La chiusura definitiva dell’esperienza con Lancia arrivò poco dopo. Arrivò allora la chiamata dell’amico Enzo Ferrari, che gli chiese di offrire la sua esperienza all’azienda di Maranello, in qualità di consulente. Il rapporto pressoché fraterno che si era instaurato tra Vittorio e il Drake continuò fino al 13 marzo 1965.
La signora Rosina, era in cucina, intenta a preparare la colazione con la cameriera quando, d’un tratto, ecco esplodere un colpo secco. Il rumore proveniva dalla camera da letto. Rosina si precipita nell’altra stanza e si trova davanti una scena raccapricciante. Vittorio Jano, suo marito, era steso sul letto, avvolto da una pozza di sangue. Un colpo di pistola in bocca deve essergli sembrato il modo migliore per concludere un’esistenza vissuta e terminata al limite, in pista e nella vita, con il coraggio a fare da trait d’union. Dopo aver perso drammaticamente un figlio, fu attaccato anche dal cancro e questo, forse, gli sembrò troppo.
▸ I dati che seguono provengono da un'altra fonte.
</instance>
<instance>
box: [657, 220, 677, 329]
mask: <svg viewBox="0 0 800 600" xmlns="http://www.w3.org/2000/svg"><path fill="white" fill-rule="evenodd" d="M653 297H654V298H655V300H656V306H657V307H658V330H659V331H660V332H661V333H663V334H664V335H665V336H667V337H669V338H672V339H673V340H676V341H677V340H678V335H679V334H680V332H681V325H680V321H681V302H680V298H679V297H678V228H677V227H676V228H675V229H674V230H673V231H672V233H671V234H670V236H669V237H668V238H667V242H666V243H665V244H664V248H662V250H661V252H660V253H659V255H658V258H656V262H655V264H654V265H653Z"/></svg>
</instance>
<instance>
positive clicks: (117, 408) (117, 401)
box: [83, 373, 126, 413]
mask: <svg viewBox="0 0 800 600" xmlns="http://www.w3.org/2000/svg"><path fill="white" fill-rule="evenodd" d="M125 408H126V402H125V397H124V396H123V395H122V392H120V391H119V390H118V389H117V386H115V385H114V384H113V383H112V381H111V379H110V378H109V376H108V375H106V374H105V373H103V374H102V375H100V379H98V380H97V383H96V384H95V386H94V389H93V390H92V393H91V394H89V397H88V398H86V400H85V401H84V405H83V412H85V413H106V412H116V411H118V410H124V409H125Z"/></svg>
Se ne andò da vincente, come aveva fatto durante la sua carriera da ingegnere, prima che quel male potesse fargli perdere la ragione e la battaglia con la vita. Ha voluto scegliere lui, anche come e quando morire.
“Noto progettista di auto da corsa si uccide con la pistola…” titola La Stampa il giorno dopo, affianco alla notizia del suicidio di un muratore.
Era come se il mondo si fosse dimenticato di lui. Una morte come un’altra. A rendergli giustizia sarà l’amico e collega Domenico Jappelli, che dalle colonne di Rivista Lancia esplica al mondo in maniera incontrovertibile chi fosse Vittorio Jano:
“Con lui, con le insuperabili vittorie delle sue macchine, vedemmo nascere il grande sport del motore, e il fantastico predominio italiano su tutte le piste, su tutti i circuiti sui quali si andava affinando la tecnica motoristica. Con lui brillò di vivida luce l’ultima fiaccola, di cui fu portatore, che la Lancia trasmise poi ad altre mani, senza lagrime e senza pentimenti, se pur con legittimo rimpianto. A Vittorio Jano strapparono le sue creature, come la sventura gli aveva strappato il suo giovane figlio, ma quanta parte di lui rimase nel vastissimo campo da lui seminato a piene mani. Dal suo campo non solo erano germogliate tecniche nuove, soluzioni brillanti diventate poi punti fondamentali nella costruzione automobilistica, ma erano nati addirittura uomini, uomini nuovi venuti su con i nuovi metodi e cresciuti sotto la sua paterna attenzione…”
Un’eredità, quella lasciata da Vittorio Jano, che servirà da base a tutti i maggiori ingegneri italiani della seconda metà del ‘900.